No matter how careful developers are or how comprehensive tests are applied before deployment, there will always be some level of issues to deal with in production.
When it comes to managing issues and ensuring application quality, two main metrics should be on our radar: time to discover and time to resolve issues.
As the names suggest, the first indicates how long it takes for the development team to discover that something went wrong, and the second shows how long it usually takes to debug and fix the source of the error.
Both times should be as low as possible in order to guarantee the best experience for the end-user. Below are the main aspects impacting these times and tips to help you along the way:
Time to Discover
Detection and Awareness
Although it’s obvious that being able to detect issues is fundamental to dealing with it, you would be impressed by how many bugs are probably happening in your application right now without you knowing it.
This is a typical occurrence for teams who are still using old-school monitoring for modern distributed cloud infrastructure. Many solely rely on AWS CloudWatch for monitoring Lambda functions, for example, which has several limitations, including the inability to uncover issues that your team should be taking care of.

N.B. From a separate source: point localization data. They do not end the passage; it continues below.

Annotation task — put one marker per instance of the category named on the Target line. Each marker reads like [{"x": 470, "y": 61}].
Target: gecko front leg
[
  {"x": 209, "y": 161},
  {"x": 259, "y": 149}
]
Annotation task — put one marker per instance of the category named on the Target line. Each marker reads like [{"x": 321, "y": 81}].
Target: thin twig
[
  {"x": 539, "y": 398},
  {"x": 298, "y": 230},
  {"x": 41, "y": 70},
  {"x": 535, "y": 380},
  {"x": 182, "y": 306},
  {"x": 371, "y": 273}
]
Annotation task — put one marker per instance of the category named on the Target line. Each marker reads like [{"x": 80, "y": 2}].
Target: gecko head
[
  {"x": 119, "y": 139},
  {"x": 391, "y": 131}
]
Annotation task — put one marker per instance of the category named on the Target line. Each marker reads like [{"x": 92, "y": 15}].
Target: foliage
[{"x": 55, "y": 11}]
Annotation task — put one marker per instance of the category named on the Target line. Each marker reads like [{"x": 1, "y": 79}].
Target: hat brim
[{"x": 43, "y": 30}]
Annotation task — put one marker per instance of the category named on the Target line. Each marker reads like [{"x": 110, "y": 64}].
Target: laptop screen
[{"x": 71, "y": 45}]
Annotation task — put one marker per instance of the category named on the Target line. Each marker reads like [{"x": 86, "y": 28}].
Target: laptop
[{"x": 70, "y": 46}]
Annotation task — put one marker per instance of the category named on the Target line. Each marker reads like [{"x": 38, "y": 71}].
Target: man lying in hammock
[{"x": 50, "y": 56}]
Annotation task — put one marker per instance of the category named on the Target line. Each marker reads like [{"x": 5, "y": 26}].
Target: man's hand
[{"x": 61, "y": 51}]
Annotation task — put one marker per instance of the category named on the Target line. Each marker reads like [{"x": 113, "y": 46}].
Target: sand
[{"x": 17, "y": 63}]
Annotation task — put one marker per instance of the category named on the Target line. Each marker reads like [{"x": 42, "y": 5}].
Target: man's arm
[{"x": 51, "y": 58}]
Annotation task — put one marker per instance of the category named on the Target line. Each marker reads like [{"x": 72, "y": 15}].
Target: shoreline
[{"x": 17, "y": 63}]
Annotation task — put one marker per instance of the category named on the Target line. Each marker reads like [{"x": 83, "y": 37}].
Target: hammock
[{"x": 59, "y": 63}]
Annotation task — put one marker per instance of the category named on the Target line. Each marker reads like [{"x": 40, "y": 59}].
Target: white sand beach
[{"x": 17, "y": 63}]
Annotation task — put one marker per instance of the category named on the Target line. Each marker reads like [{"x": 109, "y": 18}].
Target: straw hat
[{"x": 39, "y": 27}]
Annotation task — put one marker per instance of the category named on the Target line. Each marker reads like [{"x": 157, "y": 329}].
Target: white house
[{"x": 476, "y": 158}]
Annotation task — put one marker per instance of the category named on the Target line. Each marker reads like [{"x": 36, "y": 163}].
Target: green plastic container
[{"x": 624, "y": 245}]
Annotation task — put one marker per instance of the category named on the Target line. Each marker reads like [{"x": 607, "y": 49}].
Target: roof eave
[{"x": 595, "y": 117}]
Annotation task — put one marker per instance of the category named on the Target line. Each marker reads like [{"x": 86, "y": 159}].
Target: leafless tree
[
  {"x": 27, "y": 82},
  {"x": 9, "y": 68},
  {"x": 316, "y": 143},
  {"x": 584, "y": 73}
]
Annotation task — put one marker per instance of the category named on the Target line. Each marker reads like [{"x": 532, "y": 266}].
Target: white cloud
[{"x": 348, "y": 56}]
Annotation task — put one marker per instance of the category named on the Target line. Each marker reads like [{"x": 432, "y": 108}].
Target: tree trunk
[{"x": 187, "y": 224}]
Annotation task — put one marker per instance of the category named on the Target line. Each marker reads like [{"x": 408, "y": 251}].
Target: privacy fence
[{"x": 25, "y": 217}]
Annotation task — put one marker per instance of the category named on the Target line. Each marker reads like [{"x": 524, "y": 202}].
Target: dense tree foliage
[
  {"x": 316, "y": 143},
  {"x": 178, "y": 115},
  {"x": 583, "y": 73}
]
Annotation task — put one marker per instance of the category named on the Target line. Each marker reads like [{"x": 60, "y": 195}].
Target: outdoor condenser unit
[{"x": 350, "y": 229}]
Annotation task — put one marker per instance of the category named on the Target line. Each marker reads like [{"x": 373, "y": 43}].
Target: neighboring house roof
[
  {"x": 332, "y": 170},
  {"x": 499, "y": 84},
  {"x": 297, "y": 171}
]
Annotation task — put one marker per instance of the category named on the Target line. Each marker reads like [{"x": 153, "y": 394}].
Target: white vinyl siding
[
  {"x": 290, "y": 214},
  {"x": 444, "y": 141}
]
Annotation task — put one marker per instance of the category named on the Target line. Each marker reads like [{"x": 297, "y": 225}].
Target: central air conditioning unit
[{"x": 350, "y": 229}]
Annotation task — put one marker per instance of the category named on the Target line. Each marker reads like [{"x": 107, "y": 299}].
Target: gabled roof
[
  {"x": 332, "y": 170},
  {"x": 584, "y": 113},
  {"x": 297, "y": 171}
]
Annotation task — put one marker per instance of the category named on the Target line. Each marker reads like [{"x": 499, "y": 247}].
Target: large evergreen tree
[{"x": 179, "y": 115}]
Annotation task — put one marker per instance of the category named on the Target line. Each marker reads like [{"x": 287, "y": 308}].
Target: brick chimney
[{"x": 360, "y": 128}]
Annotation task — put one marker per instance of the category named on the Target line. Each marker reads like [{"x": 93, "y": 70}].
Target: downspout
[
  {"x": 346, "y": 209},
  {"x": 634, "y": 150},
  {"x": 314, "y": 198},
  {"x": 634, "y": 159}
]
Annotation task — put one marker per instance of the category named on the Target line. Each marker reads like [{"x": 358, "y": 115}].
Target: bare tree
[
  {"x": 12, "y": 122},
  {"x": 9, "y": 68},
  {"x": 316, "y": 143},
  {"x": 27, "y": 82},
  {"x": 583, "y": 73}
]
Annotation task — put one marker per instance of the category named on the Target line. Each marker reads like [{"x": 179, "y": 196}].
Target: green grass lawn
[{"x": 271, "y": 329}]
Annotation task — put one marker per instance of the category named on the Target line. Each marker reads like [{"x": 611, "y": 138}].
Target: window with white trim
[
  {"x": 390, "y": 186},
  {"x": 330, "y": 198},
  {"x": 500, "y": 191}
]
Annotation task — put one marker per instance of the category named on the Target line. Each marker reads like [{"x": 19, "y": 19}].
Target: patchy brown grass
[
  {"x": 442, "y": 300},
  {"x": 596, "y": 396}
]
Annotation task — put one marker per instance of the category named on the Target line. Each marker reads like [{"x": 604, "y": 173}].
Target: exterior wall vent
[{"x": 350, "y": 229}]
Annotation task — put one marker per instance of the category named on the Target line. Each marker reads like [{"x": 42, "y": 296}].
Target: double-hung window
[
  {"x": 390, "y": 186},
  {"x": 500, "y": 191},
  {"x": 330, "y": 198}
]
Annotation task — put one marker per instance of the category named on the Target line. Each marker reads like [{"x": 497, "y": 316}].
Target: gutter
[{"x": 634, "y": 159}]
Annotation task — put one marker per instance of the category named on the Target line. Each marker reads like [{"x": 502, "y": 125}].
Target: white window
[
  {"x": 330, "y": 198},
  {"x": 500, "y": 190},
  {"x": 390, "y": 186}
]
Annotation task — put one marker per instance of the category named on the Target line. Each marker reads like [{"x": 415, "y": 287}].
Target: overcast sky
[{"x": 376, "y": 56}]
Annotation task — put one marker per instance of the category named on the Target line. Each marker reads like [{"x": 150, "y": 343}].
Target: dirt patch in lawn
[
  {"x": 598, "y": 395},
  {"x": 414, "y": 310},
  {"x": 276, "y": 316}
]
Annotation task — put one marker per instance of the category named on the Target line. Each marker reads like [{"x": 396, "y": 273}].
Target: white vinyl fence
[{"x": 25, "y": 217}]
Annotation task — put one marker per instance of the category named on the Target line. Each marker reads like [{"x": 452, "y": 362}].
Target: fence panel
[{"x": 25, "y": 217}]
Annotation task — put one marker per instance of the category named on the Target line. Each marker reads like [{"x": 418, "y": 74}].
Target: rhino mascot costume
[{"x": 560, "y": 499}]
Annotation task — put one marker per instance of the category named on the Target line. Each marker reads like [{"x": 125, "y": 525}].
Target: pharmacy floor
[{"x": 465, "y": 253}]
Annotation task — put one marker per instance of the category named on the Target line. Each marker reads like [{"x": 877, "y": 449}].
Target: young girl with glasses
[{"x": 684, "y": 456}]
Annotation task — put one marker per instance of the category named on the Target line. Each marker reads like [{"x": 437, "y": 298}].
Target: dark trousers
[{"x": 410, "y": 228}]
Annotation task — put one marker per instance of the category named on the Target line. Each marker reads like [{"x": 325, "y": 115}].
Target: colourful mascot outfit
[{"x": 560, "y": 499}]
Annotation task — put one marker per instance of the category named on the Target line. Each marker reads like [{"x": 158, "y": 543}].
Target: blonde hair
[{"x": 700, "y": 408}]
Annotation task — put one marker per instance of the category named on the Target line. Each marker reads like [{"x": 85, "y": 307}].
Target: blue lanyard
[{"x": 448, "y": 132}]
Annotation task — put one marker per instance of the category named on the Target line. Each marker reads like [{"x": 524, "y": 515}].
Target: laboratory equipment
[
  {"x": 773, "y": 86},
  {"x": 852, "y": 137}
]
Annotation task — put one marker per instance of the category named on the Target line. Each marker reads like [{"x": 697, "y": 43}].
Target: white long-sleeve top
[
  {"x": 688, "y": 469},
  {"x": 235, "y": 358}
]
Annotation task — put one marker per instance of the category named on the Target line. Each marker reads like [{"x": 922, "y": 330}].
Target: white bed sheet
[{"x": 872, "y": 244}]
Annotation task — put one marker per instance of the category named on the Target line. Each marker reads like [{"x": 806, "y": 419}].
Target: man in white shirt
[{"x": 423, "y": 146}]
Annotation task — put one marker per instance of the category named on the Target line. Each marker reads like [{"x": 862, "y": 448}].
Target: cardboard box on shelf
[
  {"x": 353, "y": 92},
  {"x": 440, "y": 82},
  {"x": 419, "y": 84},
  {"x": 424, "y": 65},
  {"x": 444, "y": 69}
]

A key to reducing time to discover issues is a proactive alerting system. It makes no sense to regularly search your application logs looking for potential problems. That is where failure detection algorithms come in.
Having an automated monitoring system detecting issues for you, allows it to send your team an alert within a couple of seconds. Usually, you will be able to choose whether you want to receive those alerts by e-mail or a Slack channel, for instance.
Time to Resolve
Precision in Accessing Logs
In a traditional server-based infrastructure, one server or container serves multiple unrelated requests simultaneously. Isolating logs to debugging purposes is difficult.
Many monitoring systems follow the same approach for Serverless functions. In CloudWatch, for instance, hundreds or even thousands of Lambda invocations may be mixed together in a single log stream.
Modern approaches, such as the one used in Dashbird, aim to isolate logs for each request. When developers need to debug, they will find the data they need well organized and easy to browse and read, all in one place. This can save numerous hours in development time and reduce the time to resolution of issues, as we have discovered from our own customers.
Lastly, tracing is about profiling all interactions with external resources out of a serverless function invocation process. This would include database queries, third-party APIs, etc.
Sometimes, the source of an issue may be in a bad performing IO-bound operation, for example, such as retrieving an object blob from S3 or information from a database. In these cases, only looking at AWS Lambda logs will not help. That’s where tracing comes in to fill the missing gaps in information for a fast and precise debugging experience.
Being able to consume logs in connection with this rich tracing profiling is key for developers to identify the root causes of issues and work on solutions as quickly as possible.